The 136,000 number is a useful clue. Hermes has a gateway-level safety pass that triggers at 85% of the model context window. A threshold of 136,000 lines up with a 160,000-token context window. In other words, the session has grown close to the point where another full turn could become unsafe.
The main cause: one chat has become the project database
Hermes has two separate compression layers. The first one runs inside the agent loop and is the normal context manager. Its default threshold is 50% of the context window. The second one runs in the gateway before the agent starts processing the next message. Hermes calls this session hygiene in the code. It is a higher-threshold safety valve, set at 85%, for gateway sessions that have grown too large between turns.
The source comments are blunt about the reason. Long-lived gateway sessions can accumulate enough history that every new message rehydrates an oversized transcript, leading to repeated truncation or context failures. The hygiene pass estimates the transcript size before the agent starts. It prefers the last API-reported prompt token count when available and falls back to a rough estimate when it has to.

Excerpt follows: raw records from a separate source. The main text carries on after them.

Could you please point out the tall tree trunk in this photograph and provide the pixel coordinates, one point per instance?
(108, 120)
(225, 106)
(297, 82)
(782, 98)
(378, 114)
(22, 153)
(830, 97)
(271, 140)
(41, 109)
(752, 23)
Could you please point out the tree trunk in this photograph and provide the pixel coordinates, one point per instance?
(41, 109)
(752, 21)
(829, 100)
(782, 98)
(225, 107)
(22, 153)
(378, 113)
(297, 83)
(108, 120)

So yes, the pattern you are seeing is mostly caused by too much conversation history. The longer the project runs in the same chat, and the more files, logs, tool calls, screenshots, searches, and retries it contains, the more often this will happen.
Why compression itself can take so long
Hermes is not just deleting old turns. The default ContextCompressor sends the middle part of the conversation to an auxiliary model and asks it to write a structured handoff summary. The summary is supposed to preserve the goal, constraints, progress, decisions, files, open work, and critical errors. Recent messages stay intact. A few early messages are also protected. The middle gets replaced by the summary.
That is a real model call. If the middle of the transcript is huge, the compression call can be slow. If it contains long tool outputs, code, logs, web pages, images, or failed retries, it gets worse. Hermes' own developer documentation also warns that the summary model needs a context window at least as large as the main model. If the auxiliary compression model is too small, the summary call can fail. When that happens, the compressor may fall back to a marker instead of a useful summary, and the active context loses the middle of the session.
The public issue tracker shows that this is an active reliability area, not just a local annoyance. There are reports and fixes around compression being interrupted by gateway messages, preflight compression pass budgets, compression timeout defaults, Codex OAuth failures during preflight compression, custom provider context length handling, and smart model routing using the wrong threshold. One recent PR raised the default auxiliary compression timeout from 120 seconds to 300 seconds because large compression passes could time out too easily. Another protects compression from gateway-session interrupts.
How to fix it in practice
The best fix is not to keep raising the threshold. The better fix is to stop using one chat as an endless working memory.
Start new sessions at natural project boundaries
When a phase is done, start a new session with /new or /reset. Research done? New session. Implementation done? New session. Release handoff done? New session. The old transcript is still stored and searchable, but the active model window no longer has to carry several days or weeks of history into every message.
Use a reliable auxiliary compression model
Check auxiliary.compression in config.yaml. The compression model should have a context window at least as large as the main model, should be stable, and should have a timeout long enough for large summaries. If your local config still has auxiliary.compression.timeout set to 120 seconds, that matches a known failure mode for large compression jobs. In many setups, 300 or 600 seconds is more realistic.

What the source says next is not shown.